An astronomical facility the size and caliber of the TMT must be designed to answer fundamental questions across a wide range of astrophysical fields including:
- Fundamental Physics & Cosmology
- Early Universe, Galaxy Formation and the Intergalactic Medium
- Supermassive Black Holes
- Milky Way and Nearby Galaxies
- Stars, Stellar Physics and the Interstellar Medium
- Formation of Stars and Planets
- Exoplanets and the Search for Life
- Our Solar System
- Time Domain Science
With its impressive light-amassing potential, high-resolution capabilities and planned suite of cutting-edge instruments, the TMT will allow astronomers to study the farthest reaches of the Universe, up to the “dark ages” when the first sources of light were formed. Furthermore, it will enable the study of objects such as galaxies and massive black holes through time. It will also help astronomers better detect and characterise exoplanets, and may even lead to the first detections of biosignatures beyond Earth.
- June 2003: Founding of the TMT Observatory Corporation by its partners: the Association of Canadian Universities for Research in Astronomy (ACURA), the University of California and the California Institute of Technology.
- January 2008: The National Optical Astronomy Observatory of Japan joins the TMT collaboration as a participating member.
- March 2009: Completion of the five-year Design Development Phase; $300 million secured for the project.
- July 2009: TMT Board of Directors selects Maunakea in Hawaii as the preferred site for the observatory.
- November 2009: The National Astronomical Observatories of the Chinese (NOAC) Academy of Sciences and the Indian Institute of Astrophysics (IIA) join the TMT collaboration as observers.
- April 2013: The Hawaiian Board of Land and Natural Resources grants a building permit to the TMT project.
- Octobre 2014: A ground blessing ceremony for the TMT is conducted on-site.
- December 2014: India formally joins the TMT collaboration as a participating member.
- March 2015: The TMT receives a Notice to Proceed regarding the project’s construction.
- December 2015: Following a set of oral arguments presented to the Supreme Court against the construction of the TMT on Maunakea, the Hawaii Supreme Court revokes TMT’s construction permit.
- March 2016: TMT officials begin studying alternate sites for the project in the event the observatory cannot be built on Maunakea. The Observatory del Roque de Los Muchachos in La Palma on the Canary Islands is selected soon after.
- October 2018: Following a series of hearings, challenges and reports about Maunakea as the TMT’s site that began in 2016, the Hawaii Supreme Court affirms the TMT’s construction permit for Maunakea by majority decision.
- June 2019: The TMT’s enclosure is completed and ready to be shipped from Canada.
The following timeline includes several planned steps that are subject to change.

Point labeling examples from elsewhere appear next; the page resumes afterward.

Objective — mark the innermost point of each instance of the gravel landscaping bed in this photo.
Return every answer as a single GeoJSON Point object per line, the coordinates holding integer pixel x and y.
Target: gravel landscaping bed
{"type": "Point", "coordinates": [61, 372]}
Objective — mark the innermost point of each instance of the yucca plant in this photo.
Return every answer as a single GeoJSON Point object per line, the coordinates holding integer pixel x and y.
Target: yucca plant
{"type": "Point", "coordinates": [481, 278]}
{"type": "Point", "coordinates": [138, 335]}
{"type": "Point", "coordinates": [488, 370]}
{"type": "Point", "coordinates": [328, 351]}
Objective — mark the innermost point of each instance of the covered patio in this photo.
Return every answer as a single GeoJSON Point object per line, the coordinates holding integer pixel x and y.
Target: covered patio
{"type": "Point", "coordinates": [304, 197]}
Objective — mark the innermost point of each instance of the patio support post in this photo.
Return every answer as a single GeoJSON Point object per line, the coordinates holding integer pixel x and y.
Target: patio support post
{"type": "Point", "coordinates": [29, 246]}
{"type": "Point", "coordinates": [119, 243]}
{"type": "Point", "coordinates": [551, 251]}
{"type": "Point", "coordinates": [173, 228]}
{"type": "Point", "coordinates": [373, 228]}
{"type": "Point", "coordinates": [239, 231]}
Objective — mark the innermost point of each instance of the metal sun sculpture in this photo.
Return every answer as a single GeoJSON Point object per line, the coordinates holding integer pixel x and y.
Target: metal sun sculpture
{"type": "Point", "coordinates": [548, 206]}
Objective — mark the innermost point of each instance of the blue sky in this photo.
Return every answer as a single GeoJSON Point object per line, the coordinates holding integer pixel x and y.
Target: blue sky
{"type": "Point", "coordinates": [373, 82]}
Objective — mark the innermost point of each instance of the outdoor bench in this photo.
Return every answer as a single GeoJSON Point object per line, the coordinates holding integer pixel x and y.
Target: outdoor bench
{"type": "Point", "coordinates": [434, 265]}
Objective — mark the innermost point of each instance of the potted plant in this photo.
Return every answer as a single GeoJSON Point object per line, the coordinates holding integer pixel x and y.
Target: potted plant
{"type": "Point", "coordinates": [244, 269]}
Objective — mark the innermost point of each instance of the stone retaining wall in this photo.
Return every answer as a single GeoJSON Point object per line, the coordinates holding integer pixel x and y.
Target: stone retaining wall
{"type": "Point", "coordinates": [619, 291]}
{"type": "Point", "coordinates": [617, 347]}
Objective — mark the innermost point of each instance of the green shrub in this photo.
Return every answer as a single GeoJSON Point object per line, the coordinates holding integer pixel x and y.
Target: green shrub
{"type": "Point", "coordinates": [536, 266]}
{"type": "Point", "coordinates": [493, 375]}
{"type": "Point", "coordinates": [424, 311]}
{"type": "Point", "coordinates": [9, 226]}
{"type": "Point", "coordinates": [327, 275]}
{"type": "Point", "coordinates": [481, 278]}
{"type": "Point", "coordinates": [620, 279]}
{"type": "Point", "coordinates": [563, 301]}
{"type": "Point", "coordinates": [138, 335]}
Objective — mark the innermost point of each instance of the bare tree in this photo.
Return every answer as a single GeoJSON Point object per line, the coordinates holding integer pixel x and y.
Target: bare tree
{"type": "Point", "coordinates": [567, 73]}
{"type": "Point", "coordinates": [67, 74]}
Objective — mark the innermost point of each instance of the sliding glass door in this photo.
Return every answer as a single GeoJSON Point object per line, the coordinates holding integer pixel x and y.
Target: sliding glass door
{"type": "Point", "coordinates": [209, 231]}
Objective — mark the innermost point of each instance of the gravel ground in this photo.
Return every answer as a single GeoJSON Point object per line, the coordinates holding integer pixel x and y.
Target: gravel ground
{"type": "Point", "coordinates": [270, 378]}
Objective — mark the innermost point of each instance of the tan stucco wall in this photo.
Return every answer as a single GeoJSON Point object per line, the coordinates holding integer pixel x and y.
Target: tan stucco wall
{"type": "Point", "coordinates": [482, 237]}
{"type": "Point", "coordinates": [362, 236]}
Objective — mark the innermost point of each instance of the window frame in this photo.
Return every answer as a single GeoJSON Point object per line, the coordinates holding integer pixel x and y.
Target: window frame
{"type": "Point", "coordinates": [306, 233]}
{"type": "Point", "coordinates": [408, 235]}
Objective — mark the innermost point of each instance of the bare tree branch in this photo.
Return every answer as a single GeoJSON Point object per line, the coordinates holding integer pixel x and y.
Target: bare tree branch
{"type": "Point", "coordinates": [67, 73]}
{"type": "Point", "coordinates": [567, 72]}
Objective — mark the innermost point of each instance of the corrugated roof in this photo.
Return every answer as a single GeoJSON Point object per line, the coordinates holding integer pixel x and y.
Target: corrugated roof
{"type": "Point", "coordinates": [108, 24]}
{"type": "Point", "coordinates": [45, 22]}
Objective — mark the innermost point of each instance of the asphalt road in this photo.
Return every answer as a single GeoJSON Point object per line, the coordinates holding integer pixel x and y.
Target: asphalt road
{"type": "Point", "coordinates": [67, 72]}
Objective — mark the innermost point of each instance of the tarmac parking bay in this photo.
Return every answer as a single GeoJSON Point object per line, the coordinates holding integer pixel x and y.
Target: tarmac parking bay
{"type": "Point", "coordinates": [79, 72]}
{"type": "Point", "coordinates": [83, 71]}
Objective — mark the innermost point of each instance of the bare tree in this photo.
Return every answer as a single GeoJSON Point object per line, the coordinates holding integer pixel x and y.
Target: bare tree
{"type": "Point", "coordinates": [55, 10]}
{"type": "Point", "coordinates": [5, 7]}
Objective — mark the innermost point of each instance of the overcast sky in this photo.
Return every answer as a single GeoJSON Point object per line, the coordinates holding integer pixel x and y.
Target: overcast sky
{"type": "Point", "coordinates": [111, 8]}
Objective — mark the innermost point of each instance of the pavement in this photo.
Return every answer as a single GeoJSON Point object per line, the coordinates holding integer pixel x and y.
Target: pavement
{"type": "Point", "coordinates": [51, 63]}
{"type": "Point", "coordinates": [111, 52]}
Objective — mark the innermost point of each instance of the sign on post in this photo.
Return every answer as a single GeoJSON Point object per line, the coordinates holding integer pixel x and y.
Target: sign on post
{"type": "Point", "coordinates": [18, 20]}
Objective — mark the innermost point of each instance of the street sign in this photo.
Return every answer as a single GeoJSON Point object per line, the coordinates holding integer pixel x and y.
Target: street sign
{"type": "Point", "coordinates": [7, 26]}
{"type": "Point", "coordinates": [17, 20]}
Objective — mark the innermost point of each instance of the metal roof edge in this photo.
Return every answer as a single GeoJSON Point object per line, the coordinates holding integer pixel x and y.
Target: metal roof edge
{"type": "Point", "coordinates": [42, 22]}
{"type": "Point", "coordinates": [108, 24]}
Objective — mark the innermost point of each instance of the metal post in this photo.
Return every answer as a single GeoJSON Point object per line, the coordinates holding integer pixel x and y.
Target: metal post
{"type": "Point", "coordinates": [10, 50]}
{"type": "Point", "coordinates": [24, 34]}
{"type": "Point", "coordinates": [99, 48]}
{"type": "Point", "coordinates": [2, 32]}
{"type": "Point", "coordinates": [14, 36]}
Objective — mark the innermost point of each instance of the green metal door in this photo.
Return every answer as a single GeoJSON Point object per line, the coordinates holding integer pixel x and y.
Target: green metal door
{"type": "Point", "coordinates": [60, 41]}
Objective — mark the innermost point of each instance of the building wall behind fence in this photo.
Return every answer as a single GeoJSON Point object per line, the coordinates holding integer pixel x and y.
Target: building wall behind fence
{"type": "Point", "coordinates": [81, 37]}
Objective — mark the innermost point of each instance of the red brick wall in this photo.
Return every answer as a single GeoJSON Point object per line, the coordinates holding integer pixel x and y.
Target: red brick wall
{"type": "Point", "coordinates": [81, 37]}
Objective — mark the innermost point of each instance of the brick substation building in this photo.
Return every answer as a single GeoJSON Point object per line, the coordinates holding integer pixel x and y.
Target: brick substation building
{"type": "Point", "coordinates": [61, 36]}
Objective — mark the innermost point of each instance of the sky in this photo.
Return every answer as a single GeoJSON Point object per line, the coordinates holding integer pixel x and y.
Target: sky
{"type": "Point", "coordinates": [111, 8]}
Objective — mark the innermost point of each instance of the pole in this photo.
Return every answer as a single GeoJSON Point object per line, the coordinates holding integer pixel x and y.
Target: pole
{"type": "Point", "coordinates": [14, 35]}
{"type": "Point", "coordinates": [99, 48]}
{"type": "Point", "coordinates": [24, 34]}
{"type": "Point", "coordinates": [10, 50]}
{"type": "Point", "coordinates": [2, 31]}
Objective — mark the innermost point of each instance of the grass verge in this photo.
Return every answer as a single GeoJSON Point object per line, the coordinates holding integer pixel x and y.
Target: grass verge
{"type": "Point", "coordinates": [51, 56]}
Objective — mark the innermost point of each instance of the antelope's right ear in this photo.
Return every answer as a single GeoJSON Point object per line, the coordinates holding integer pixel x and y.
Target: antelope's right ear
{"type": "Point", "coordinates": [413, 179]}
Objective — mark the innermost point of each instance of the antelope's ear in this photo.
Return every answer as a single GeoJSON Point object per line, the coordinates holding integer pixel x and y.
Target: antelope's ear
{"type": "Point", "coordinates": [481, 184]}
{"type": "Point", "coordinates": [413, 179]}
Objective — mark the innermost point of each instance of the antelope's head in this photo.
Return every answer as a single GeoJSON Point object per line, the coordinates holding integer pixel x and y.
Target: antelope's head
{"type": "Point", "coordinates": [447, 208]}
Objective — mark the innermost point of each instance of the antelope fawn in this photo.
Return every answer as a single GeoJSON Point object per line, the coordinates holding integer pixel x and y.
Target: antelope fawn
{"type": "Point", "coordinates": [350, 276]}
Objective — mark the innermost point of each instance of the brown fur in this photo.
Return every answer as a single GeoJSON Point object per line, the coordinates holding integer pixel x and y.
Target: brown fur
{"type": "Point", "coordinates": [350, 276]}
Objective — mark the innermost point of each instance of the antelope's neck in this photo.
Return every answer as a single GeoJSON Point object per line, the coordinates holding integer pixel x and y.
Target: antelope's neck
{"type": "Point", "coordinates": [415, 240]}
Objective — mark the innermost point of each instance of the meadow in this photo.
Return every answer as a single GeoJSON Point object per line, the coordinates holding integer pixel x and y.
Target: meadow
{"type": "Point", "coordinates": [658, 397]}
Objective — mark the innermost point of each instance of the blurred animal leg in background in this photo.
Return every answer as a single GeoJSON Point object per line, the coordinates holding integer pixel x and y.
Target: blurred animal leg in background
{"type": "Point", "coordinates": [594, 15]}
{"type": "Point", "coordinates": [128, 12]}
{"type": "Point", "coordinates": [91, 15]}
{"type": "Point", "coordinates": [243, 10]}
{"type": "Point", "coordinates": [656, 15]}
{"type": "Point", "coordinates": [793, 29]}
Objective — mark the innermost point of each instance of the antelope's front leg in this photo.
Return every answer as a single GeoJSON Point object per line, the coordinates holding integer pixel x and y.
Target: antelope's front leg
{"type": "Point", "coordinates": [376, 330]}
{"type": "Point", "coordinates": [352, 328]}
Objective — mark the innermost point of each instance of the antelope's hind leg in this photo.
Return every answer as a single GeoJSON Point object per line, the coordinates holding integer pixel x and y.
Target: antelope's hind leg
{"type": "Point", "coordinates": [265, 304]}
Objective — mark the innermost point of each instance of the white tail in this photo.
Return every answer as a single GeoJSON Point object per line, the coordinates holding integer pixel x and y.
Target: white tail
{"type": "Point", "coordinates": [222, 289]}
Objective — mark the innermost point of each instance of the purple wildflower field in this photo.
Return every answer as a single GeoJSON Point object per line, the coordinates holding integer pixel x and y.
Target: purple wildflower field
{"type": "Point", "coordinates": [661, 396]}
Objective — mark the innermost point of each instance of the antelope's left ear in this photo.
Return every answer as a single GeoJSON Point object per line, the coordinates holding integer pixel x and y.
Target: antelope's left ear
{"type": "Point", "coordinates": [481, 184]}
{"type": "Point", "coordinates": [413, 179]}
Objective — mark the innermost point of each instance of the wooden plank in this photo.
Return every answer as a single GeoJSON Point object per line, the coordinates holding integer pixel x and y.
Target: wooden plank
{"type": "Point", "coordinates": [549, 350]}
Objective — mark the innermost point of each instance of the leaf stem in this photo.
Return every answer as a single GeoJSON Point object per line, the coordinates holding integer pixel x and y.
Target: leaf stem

- June 2020: The enclosure installation set to begin on the TMT site.
- March 2021: The telescope structure is completed and ready to be shipped from Japan.
- February 2022: The installation of the observatory enclosure is completed.
- September 2022: The secondary mirror is completed and shipped to the observatory.
- November 2023: The observatory facility building is completed.
- March 2024: The tertiary mirror is completed and shipped to the observatory.
- October 2025: A first on-sky test of the primary mirror is performed using 40 segments at prime focus.
- April-June 2026: Scientific instruments are ready for commissioning.
- October 2026: An on-sky test with the full primary mirror with all 492 segments aligned and phased on sky is performed.
- November 2026: First light using the AO system and the IRIS instrument
- July 2027: First light completed. The TMT is ready for science!